The Power of Proprietary Models: What Makes LILT's AI Different

LILT's proprietary AI models are enterprise-tuned, adaptive, and natively built. They learn from human feedback in real time, provide transparent analytics for ROI tracking, and offer air-gapped deployment for maximum data security. The result: 60% faster launches, 50–70% lower costs.

LILT Team

LILT Team

The Power of Proprietary Models: What Makes LILT's AI Different

Not all language models are created equal. LILT’s AI technology differs from other providers in four key aspects: superior quality, precision & compliance from enterprise-specific custom models; ability to learn in real time from human feedback and assets; transparent analytics for AI performance tracking; and native models that do not rely on outsourcing to third-party LLM providers.

Enterprise-specific custom models deliver consistent quality

Common practice in the industry is to act as orchestrators of third-party, off-the-shelf models, routing content to various MT engines like Google, DeepL, or AWS. LILT operates differently by building in-house, high-performance AI models customized for every enterprise and every data source.

When other solutions claim to offer “custom” AI, look deeper: their customizations are most likely limited to terminology tuning and do not involve training the underlying models. LILT’s proprietary models are precision-tuned with each customer’s unique brand assets and domain-specific data. The domain-specific fine-tuning is performed for functional areas like marketing, legal, and product, and across various industries like healthcare, finance, manufacturing, and retail. This ensures every translation is accurate, on-brand, and compliant.

Adaptive AI improves accuracy & reduces cost

LILT's proprietary AI model self-learns from human feedback in real time, instantly applying corrections within the current project and globally across all enterprise content. This real-time adaptation eliminates redundant error corrections, which drastically reduces costs while increasing accuracy and speed-to-market.

In "bolted-on" systems where AI is secondary, you’ll often find yourself paying for the same error to be corrected multiple times within the same document and across global projects. Even those who offer a paid add-on service to help train “custom” engines aren’t really offering adaptive AI: their training is static (occurring in one-time bursts) rather than continuous. Static training means that a change in brand voice may require a wait of 6 to 12 months for the next retraining session to update the model, putting product launches and market expansion goals at risk.

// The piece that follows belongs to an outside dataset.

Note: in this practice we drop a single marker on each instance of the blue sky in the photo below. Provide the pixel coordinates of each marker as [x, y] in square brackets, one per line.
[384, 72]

Transparent analytics track AI performance

For users of most AI solutions, it’s common to encounter a “black box”: something that appears to work but offers little visibility into AI-driven efficiency. Besides the operational slow-downs caused by opacity, this also makes it difficult to justify cost and impact to leadership. In answer to the long-standing tech transparency problem, LILT’s AI-native architecture provides a unified data layer that tracks model evolution in real time. As a result, users gain full visibility into AI accuracy, efficiency, and quality improvements through enterprise-level dashboards and reporting.

Equipped with the ability to provide evidence-based ROI, leaders can prove that multilingual data is an appreciating asset, justifying the budget shift from fixing errors to expanding reach.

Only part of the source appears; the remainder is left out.